Help us find pain points in AI safety

Esben Kran

TL;DR: We want to hear your personal pain points, click here for the survey (3+ min)

Examples of pain points are: "I feel like AI safety is too pessimistic", "AI safety is not focusing nearly enough on transparency and interpretability research" or any other professional or personal experience you think could be better in AI safety.

Additionally, we (Apart Research) hope you would like to book a problem interview meeting with me (U.S.) or with Jonathan (EU, jonathan@apartresearch.com). You can also write to me on Telegram, email me on esben@apartresearch.com!

🩹 Pain points in EA & AI safety

As far as we know, there has not been any major analysis of pain points present in EA and AI safety and we find it very valuable (see below). Therefore, our goal with this project is to have 40+ interviews and 100+ survey responses about pain points of community members.

From these interviews and responses, we will maintain a list of pain points that is updated as we receive more information. Additionally, after the goal metrics have been reached, we publish a post on the EA forum and LessWrong forum to summarize these pain points and how many people experience each. Lastly, we try to summarize positive thoughts about the community as well so we might be able to enhance things that already work.

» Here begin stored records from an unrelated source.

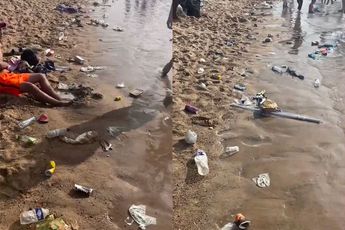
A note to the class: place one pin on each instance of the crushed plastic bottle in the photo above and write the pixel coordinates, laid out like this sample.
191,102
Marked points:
33,216
57,133
201,162
191,137
317,83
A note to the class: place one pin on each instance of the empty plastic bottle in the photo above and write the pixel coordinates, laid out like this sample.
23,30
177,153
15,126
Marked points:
201,162
33,216
57,133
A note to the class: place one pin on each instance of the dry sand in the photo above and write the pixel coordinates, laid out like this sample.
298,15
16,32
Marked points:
208,202
118,180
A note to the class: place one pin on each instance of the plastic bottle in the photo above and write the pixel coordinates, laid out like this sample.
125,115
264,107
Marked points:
201,162
232,150
317,83
33,216
191,109
191,137
57,133
277,69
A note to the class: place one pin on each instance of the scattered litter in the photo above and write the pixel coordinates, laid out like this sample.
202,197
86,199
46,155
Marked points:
138,214
106,146
83,189
52,167
317,83
240,87
118,29
61,36
315,43
262,180
267,40
201,70
203,86
43,119
279,70
67,9
57,133
114,131
120,85
84,138
201,162
231,150
66,96
63,86
203,121
79,60
27,140
191,109
51,223
49,52
92,75
33,216
191,137
90,69
27,122
136,93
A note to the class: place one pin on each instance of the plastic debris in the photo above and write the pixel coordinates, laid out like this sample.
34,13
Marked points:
43,119
33,216
83,189
120,85
27,140
27,122
201,70
51,223
240,87
136,93
191,137
262,180
106,146
61,36
63,86
84,138
231,150
201,162
114,131
138,214
52,167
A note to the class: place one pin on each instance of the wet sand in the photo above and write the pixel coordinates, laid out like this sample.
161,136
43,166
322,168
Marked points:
303,159
138,170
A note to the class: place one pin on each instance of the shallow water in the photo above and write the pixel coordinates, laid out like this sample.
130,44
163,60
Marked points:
304,160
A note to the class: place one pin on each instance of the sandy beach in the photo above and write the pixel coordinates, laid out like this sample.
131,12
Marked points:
115,176
300,158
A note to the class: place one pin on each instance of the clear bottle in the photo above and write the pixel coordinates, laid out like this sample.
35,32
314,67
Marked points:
57,133
33,216
201,162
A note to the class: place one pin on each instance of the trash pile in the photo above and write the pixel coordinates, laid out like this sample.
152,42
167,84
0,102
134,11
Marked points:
323,50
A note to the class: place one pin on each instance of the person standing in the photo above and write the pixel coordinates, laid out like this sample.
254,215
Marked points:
300,4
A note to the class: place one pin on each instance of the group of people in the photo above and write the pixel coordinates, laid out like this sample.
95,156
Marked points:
33,84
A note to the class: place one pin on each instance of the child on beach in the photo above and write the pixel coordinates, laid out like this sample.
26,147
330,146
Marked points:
34,84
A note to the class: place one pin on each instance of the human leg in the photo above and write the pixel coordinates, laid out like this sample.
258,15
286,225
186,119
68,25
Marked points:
39,95
44,84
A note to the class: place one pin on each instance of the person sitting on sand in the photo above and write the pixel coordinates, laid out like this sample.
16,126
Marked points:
34,84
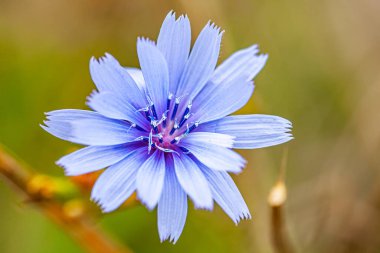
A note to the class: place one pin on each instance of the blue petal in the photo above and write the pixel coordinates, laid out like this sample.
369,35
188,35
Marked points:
172,207
202,61
226,194
103,132
215,157
155,71
150,179
138,77
94,158
244,63
193,181
117,183
217,101
174,42
72,125
252,131
113,106
207,138
108,75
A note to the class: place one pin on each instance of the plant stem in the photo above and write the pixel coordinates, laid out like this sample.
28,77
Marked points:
80,228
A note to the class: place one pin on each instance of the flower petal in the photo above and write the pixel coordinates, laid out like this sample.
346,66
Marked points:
244,63
112,105
217,101
252,131
150,179
117,183
193,181
201,63
155,71
215,157
207,138
174,42
226,194
138,77
70,125
172,207
108,75
94,158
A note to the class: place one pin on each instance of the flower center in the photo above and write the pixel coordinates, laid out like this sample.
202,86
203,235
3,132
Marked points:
168,130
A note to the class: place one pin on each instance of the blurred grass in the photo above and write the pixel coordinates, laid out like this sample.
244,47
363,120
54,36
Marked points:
322,74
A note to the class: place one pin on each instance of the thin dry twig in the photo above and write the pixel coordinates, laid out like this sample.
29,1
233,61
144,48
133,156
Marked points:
79,227
276,200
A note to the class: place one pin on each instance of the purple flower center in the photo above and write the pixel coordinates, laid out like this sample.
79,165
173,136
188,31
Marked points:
168,130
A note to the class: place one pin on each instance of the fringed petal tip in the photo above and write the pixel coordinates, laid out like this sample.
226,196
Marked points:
145,40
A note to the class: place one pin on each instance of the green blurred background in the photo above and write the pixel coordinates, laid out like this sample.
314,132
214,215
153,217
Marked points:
323,74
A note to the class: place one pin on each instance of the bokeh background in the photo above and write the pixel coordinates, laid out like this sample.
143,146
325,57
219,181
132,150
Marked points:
323,74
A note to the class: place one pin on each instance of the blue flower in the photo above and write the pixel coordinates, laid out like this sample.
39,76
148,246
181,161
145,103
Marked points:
164,131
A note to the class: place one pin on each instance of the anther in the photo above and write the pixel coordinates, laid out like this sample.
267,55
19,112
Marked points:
153,111
185,150
150,141
186,114
146,111
196,124
175,140
177,100
168,101
175,127
154,124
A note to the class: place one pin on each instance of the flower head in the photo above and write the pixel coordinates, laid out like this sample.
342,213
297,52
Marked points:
164,131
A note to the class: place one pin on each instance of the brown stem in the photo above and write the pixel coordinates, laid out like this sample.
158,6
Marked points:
80,228
276,200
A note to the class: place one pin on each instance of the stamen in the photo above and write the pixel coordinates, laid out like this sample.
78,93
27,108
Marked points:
153,111
154,124
196,124
185,150
177,100
186,114
175,127
146,111
168,101
152,108
166,149
142,138
175,140
150,142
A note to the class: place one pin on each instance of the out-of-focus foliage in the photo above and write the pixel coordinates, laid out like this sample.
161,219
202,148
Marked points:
322,74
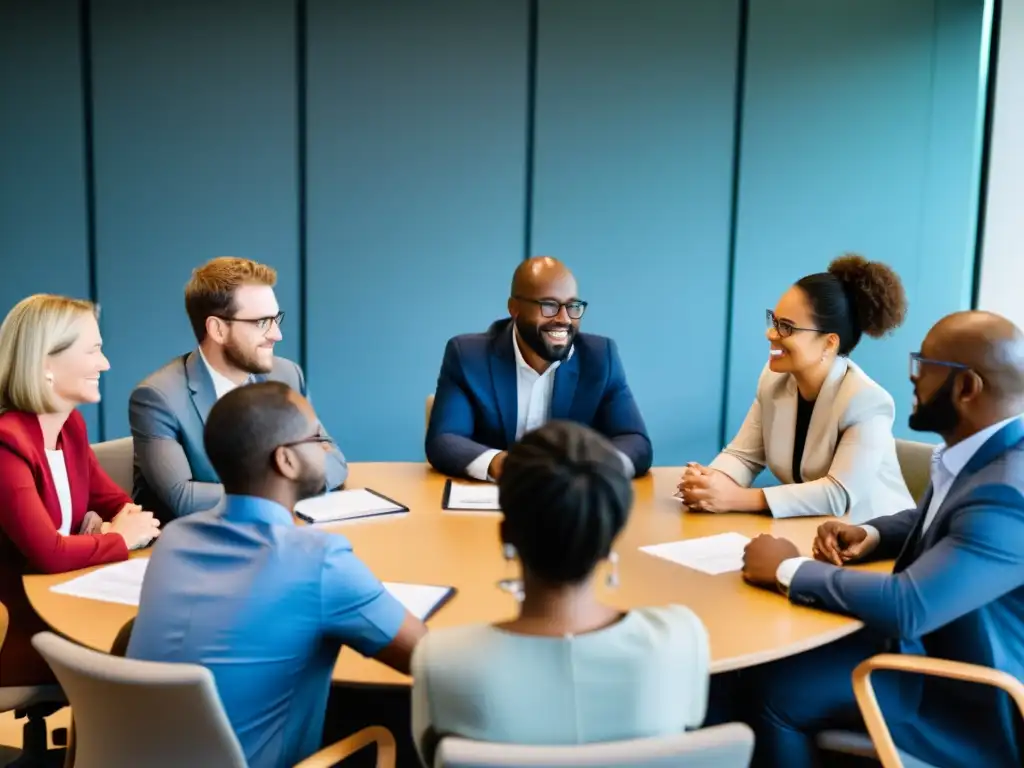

In addition to summarizing the points, we will propose potential solutions and enhancements where we find it possible! We have already worked on defining several AI safety-aligned for-profit ideas and are currently working on a technical AI safety ideas platform that will be published soon.

🤔 Theory of impact

By compiling this list, we can identify points of impact in the community that enables us to do mesa-cause-prioritization, i.e. figure out which projects might provide the largest beneficial impact to AI safety work for organizations working on these issues. This becomes especially important given the urgent timelines.

The unique value of our project is that we target the EA / AI safety community and that we attempt to identify the pain points of the community before proposing solutions.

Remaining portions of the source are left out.